HighwayWu / LASTED

Synthetic Image Detection
MIT License
51 stars 2 forks source link

Request for an Alternative Download Method for the Training Dataset #4

Closed Lemma1727 closed 8 months ago

Lemma1727 commented 1 year ago

Hi!

I would like to express my interest in your project and my desire to download the training dataset. However, I have encountered a significant issue with the current download method via Baidu accounts.

The download speed I am experiencing is quite slow, averaging around 100 KB/s, which makes it impractical to obtain the dataset in a reasonable timeframe. It would take me more than a day to download a single dataset.

Considering the challenges I am facing with the current method, I wanted to kindly inquire if there might be an alternative means of making the training dataset available. Your assistance or guidance on this matter would be greatly appreciated.

Thanks!

HighwayWu commented 1 year ago

Thanks for your interest and sorry for the inconvenience with the download method. We'll try to upload the "small" ones (RealPhoto, SyntheticPhoto, SyntheticPainting, each of ~10GB) of the train dataset on the Google Drive these days. And for the largest RealPainting dataset (Danbooru2021, ~90GB), it's suggest downloading directly from the source (https://www.gwern.net/Danbooru2021#download).

HighwayWu commented 1 year ago

The "RealPhoto", "SyntheticPhoto", "SyntheticPainting" (each of ~10GB) subsets of the train dataset can be downloaded from: https://drive.google.com/drive/folders/1lPuJjUpi5QwhkBlUaphRxC2HrBNnU8Pc?usp=sharing

Lemma1727 commented 1 year ago

I appreciate your prompt feedback. It's no problem to download the datasets from Google Drive, but I need a password to unzip them. Where I can find the password? Thank you.

HighwayWu commented 1 year ago

Please fill this license form and the password will be sent via emails: https://docs.google.com/forms/d/1CZAIZEEugoGiTw8auyiU2LM8qjW0LelAWq2fuuzYAq8/

Woodyet commented 11 months ago

Hi sorry can you just confirm which parts of the Danbooru2021 dataset you used?
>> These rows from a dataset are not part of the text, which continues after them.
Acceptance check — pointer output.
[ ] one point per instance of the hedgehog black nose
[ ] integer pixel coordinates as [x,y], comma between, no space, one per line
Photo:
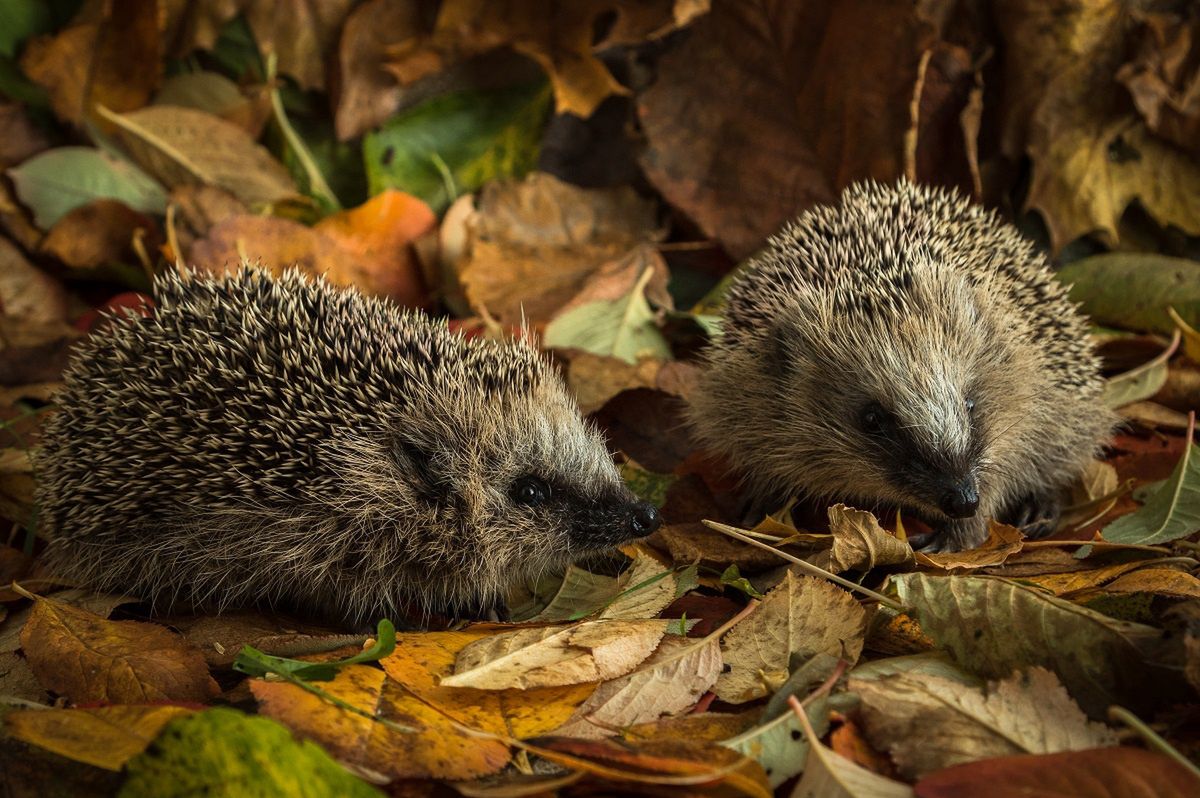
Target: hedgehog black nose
[643,519]
[961,501]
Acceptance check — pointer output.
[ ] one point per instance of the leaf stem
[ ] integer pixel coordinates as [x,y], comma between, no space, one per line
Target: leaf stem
[1120,714]
[813,570]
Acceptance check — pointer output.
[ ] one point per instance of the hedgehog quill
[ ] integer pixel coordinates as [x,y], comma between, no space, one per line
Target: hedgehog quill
[905,348]
[262,441]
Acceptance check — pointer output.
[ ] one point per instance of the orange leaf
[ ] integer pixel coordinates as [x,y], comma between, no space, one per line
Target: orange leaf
[85,658]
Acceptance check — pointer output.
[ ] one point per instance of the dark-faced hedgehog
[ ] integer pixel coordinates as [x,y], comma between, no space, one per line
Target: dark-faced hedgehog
[262,441]
[905,348]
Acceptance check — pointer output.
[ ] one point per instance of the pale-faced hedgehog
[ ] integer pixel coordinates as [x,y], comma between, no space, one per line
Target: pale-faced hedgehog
[905,348]
[288,442]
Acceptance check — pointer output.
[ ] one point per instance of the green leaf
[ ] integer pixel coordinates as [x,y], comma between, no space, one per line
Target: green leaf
[257,664]
[59,180]
[1132,291]
[455,143]
[622,328]
[735,580]
[1171,510]
[994,627]
[222,753]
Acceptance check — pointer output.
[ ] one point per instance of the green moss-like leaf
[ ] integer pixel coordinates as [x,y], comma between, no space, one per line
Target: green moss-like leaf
[223,753]
[1171,510]
[59,180]
[451,144]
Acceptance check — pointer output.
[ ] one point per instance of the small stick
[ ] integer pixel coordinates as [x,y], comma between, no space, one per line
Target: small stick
[813,570]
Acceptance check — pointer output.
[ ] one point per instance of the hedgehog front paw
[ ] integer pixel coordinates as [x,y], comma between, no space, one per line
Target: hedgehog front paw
[1036,514]
[954,535]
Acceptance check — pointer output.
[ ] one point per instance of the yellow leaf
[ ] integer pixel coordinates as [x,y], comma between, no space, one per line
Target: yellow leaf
[85,658]
[438,749]
[105,737]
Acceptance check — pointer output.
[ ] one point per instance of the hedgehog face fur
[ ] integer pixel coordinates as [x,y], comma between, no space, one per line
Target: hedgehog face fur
[905,348]
[287,442]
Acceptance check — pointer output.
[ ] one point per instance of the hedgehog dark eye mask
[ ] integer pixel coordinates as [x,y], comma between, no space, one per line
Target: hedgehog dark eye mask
[904,348]
[291,443]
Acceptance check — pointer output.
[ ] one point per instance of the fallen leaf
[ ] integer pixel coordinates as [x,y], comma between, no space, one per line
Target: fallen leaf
[184,145]
[85,658]
[379,234]
[994,627]
[594,651]
[1099,773]
[208,753]
[101,232]
[1169,513]
[823,97]
[543,232]
[436,749]
[928,723]
[671,681]
[106,737]
[801,617]
[1002,543]
[94,173]
[421,660]
[455,143]
[108,55]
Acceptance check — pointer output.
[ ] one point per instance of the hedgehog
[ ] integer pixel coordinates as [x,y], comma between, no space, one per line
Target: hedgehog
[904,348]
[291,443]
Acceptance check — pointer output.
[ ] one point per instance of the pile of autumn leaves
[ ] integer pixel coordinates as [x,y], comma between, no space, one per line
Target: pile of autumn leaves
[647,679]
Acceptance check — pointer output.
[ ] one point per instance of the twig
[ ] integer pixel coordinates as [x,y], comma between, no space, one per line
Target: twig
[814,570]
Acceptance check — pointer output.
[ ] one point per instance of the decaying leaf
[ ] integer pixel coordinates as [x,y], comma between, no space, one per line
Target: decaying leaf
[929,723]
[594,651]
[105,736]
[87,658]
[802,616]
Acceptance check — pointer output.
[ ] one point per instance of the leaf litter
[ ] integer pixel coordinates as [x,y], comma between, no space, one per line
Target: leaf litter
[459,159]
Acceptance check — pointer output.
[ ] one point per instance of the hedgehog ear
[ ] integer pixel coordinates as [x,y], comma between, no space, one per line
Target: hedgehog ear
[420,468]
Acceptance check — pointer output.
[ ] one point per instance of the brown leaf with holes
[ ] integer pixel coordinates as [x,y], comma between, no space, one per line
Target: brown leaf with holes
[103,231]
[85,658]
[108,55]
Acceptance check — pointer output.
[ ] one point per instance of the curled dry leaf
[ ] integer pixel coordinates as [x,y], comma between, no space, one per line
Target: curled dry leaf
[436,749]
[594,651]
[85,658]
[801,617]
[670,682]
[184,145]
[421,660]
[105,737]
[1099,773]
[546,233]
[929,723]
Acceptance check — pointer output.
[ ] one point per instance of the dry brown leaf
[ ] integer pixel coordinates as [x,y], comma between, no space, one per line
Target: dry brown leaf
[379,234]
[799,618]
[184,145]
[1002,543]
[861,544]
[108,55]
[823,94]
[421,660]
[929,723]
[106,737]
[670,682]
[85,658]
[437,749]
[545,233]
[27,292]
[594,651]
[101,232]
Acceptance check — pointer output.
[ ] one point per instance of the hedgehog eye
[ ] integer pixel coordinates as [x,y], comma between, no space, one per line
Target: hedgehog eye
[874,419]
[529,491]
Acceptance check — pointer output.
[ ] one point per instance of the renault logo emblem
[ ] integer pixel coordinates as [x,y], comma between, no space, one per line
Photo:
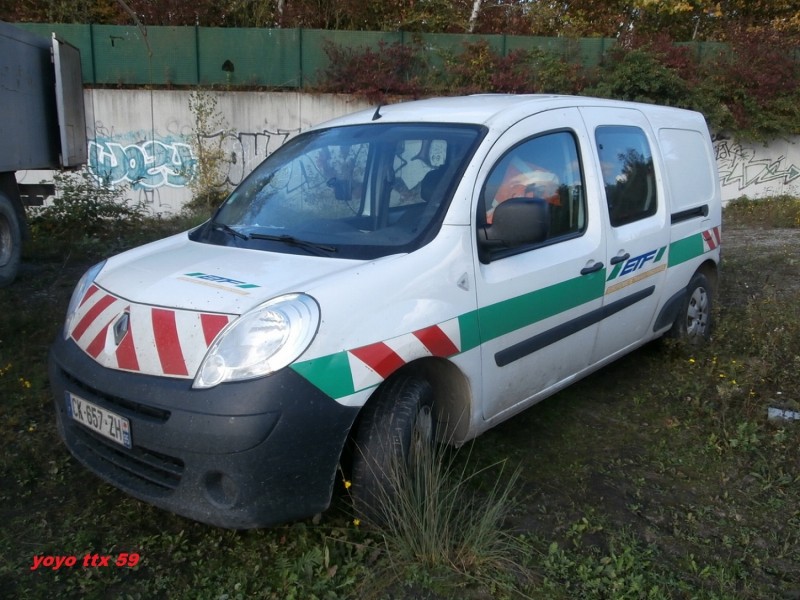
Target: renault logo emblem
[121,327]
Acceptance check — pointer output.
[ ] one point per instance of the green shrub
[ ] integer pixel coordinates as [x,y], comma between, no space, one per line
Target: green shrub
[86,213]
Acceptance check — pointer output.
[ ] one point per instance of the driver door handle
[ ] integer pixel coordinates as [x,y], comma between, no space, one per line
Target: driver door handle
[619,259]
[593,269]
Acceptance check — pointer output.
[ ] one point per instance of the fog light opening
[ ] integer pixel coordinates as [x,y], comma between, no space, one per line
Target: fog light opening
[221,490]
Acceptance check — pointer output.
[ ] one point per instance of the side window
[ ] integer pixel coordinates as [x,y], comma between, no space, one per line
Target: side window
[546,169]
[627,165]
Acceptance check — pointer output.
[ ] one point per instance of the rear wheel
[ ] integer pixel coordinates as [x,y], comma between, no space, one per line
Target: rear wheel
[397,424]
[694,320]
[10,242]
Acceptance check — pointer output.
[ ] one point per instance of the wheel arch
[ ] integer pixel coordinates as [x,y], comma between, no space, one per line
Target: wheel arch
[452,392]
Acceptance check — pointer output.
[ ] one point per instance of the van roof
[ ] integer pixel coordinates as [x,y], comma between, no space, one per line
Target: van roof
[492,109]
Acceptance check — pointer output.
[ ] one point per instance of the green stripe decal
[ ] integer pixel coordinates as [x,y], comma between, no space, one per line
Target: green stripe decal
[516,313]
[685,249]
[331,374]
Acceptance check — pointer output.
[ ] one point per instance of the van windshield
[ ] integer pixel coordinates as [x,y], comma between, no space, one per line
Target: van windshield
[361,191]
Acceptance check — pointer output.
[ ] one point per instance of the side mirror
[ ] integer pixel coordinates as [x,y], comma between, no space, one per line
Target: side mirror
[518,222]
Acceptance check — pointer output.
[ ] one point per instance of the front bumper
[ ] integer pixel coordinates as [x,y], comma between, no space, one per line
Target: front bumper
[240,455]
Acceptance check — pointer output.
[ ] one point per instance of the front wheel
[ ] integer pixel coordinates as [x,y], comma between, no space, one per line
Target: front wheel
[10,242]
[694,320]
[397,425]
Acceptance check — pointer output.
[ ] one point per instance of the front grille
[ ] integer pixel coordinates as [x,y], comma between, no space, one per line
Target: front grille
[139,469]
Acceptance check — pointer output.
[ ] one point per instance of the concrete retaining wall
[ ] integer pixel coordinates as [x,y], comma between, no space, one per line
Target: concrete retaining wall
[143,139]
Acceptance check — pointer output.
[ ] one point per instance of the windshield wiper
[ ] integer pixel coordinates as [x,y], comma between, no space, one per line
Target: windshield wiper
[292,241]
[230,230]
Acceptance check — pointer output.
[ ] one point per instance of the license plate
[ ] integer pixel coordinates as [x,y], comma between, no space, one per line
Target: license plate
[100,420]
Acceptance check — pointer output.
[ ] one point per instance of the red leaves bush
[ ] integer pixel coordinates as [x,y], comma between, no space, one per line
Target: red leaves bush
[749,88]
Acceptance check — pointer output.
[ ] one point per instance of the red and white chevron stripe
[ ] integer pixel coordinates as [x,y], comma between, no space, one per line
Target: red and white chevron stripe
[712,238]
[370,365]
[158,341]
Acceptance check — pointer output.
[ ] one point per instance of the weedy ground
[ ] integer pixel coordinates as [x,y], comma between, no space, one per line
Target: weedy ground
[661,476]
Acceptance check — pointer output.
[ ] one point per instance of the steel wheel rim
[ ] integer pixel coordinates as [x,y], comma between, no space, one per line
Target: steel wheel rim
[6,242]
[697,313]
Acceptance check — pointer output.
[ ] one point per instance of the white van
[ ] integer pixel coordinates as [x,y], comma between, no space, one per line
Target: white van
[428,268]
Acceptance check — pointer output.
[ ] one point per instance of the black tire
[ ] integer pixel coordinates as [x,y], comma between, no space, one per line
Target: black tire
[694,320]
[394,422]
[10,242]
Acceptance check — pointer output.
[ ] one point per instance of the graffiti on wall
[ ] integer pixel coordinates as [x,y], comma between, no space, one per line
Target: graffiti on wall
[170,161]
[744,170]
[143,164]
[243,151]
[149,163]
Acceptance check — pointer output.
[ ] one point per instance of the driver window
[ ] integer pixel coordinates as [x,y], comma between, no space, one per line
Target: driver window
[546,169]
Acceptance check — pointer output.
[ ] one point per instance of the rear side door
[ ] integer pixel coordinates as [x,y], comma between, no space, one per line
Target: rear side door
[625,154]
[534,299]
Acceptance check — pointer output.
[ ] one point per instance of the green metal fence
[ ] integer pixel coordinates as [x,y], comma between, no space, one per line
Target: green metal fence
[274,58]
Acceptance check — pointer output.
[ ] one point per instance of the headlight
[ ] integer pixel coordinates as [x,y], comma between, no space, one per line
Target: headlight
[260,342]
[77,295]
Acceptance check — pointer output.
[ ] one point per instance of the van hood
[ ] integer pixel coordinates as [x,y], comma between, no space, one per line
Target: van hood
[157,309]
[181,274]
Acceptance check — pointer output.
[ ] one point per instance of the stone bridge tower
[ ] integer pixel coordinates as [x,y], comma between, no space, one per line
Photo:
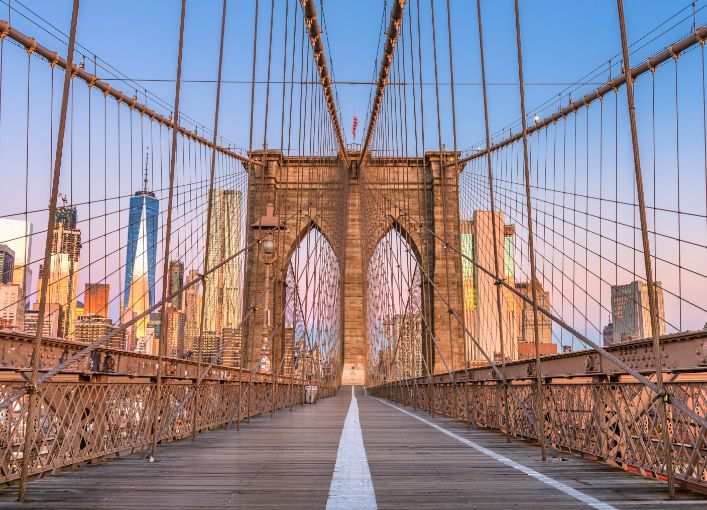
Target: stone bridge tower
[415,196]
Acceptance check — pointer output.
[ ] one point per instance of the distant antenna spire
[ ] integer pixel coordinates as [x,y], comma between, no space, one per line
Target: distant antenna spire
[147,155]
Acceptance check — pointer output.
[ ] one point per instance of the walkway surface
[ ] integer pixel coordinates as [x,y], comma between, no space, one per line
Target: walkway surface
[349,453]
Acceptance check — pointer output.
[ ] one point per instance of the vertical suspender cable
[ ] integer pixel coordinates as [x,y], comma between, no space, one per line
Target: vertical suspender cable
[209,212]
[173,159]
[652,295]
[531,246]
[497,269]
[32,409]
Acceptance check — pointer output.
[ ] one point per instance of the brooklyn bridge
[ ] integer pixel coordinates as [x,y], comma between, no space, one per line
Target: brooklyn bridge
[219,289]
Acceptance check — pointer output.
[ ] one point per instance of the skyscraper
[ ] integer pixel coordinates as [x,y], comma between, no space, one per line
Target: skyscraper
[480,300]
[631,312]
[525,322]
[175,282]
[192,310]
[90,328]
[232,339]
[62,284]
[140,265]
[96,298]
[12,307]
[17,235]
[175,332]
[7,263]
[223,287]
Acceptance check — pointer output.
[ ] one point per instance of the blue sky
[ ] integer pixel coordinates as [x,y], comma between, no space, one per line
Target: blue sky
[562,42]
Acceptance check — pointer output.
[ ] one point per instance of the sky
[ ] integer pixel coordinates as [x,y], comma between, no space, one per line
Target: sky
[563,42]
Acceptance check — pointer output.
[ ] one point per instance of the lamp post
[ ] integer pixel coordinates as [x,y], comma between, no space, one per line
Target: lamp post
[265,229]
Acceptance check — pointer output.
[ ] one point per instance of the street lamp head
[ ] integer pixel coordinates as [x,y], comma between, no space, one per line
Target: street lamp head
[268,246]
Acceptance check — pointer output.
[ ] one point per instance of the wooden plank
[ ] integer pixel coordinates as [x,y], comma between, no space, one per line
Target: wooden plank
[287,462]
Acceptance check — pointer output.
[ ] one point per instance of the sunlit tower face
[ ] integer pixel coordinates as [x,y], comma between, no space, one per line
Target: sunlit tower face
[141,259]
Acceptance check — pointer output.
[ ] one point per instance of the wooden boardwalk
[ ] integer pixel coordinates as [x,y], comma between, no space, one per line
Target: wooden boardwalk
[287,462]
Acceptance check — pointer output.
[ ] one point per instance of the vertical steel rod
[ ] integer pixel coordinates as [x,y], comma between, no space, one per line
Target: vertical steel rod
[653,308]
[207,249]
[168,237]
[497,269]
[33,402]
[531,246]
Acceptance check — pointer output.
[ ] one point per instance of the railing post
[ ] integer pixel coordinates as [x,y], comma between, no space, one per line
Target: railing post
[33,397]
[652,305]
[167,240]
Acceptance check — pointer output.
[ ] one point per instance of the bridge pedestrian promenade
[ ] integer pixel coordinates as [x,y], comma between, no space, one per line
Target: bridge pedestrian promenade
[310,458]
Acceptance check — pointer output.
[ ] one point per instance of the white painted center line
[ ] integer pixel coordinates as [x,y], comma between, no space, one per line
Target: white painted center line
[584,498]
[351,486]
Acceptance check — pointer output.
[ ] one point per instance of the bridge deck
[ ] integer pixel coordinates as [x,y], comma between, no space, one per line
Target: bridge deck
[415,461]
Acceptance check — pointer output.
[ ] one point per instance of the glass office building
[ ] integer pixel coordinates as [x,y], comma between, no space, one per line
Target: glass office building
[140,266]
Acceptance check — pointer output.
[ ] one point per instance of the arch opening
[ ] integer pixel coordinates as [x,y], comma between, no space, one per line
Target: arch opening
[394,308]
[312,311]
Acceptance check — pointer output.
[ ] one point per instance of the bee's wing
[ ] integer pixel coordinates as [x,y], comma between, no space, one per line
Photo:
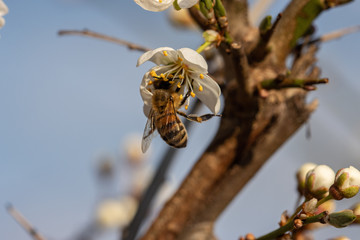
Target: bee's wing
[149,132]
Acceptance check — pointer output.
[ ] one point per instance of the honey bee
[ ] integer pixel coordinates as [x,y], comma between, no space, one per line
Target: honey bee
[164,118]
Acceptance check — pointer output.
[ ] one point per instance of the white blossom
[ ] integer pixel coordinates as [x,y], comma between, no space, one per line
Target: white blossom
[3,11]
[182,69]
[318,181]
[161,5]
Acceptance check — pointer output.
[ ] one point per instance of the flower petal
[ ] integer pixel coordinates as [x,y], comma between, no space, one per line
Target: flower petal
[154,5]
[146,110]
[193,60]
[187,3]
[157,56]
[210,94]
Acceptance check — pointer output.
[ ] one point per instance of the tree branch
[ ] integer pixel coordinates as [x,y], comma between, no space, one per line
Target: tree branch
[88,33]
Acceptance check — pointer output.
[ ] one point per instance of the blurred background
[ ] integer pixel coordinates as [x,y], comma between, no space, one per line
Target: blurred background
[70,106]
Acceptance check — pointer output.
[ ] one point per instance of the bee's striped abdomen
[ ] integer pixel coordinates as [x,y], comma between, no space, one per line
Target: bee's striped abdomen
[171,129]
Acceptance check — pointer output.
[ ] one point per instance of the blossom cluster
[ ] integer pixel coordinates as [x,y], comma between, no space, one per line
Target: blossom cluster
[182,71]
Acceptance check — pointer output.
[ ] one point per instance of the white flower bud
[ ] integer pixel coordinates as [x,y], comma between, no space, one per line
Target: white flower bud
[318,181]
[116,213]
[347,183]
[301,175]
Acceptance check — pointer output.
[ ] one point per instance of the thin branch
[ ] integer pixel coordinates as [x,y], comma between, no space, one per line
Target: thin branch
[24,223]
[336,34]
[88,33]
[131,231]
[258,10]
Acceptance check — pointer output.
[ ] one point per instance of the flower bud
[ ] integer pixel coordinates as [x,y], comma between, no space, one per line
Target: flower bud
[301,175]
[341,219]
[318,182]
[347,183]
[310,206]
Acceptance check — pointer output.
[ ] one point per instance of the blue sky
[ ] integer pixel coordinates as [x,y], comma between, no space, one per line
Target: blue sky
[67,100]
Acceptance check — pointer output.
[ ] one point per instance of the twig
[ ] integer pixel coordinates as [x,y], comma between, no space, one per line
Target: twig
[131,231]
[258,10]
[336,34]
[24,223]
[88,33]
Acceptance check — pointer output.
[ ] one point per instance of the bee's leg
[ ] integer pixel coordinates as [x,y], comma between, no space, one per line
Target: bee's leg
[195,118]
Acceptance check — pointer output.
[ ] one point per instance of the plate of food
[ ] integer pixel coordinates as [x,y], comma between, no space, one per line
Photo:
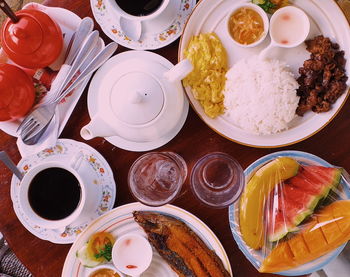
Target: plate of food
[273,99]
[176,237]
[296,203]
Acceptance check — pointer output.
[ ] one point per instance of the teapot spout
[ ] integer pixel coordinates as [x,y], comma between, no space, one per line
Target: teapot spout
[96,128]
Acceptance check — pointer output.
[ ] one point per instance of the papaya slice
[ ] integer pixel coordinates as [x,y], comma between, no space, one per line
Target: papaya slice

The dataset is huge 1.9TB but your subset is only 90GB?

HighwayWu commented 10 months ago

Hi sorry can you just confirm which parts of the Danbooru2021 dataset you used? The dataset is huge 1.9TB but your subset is only 90GB?

Sorry for the late reply. I just randomly sampled some images from Danbooru2021, rather than the whole dataset.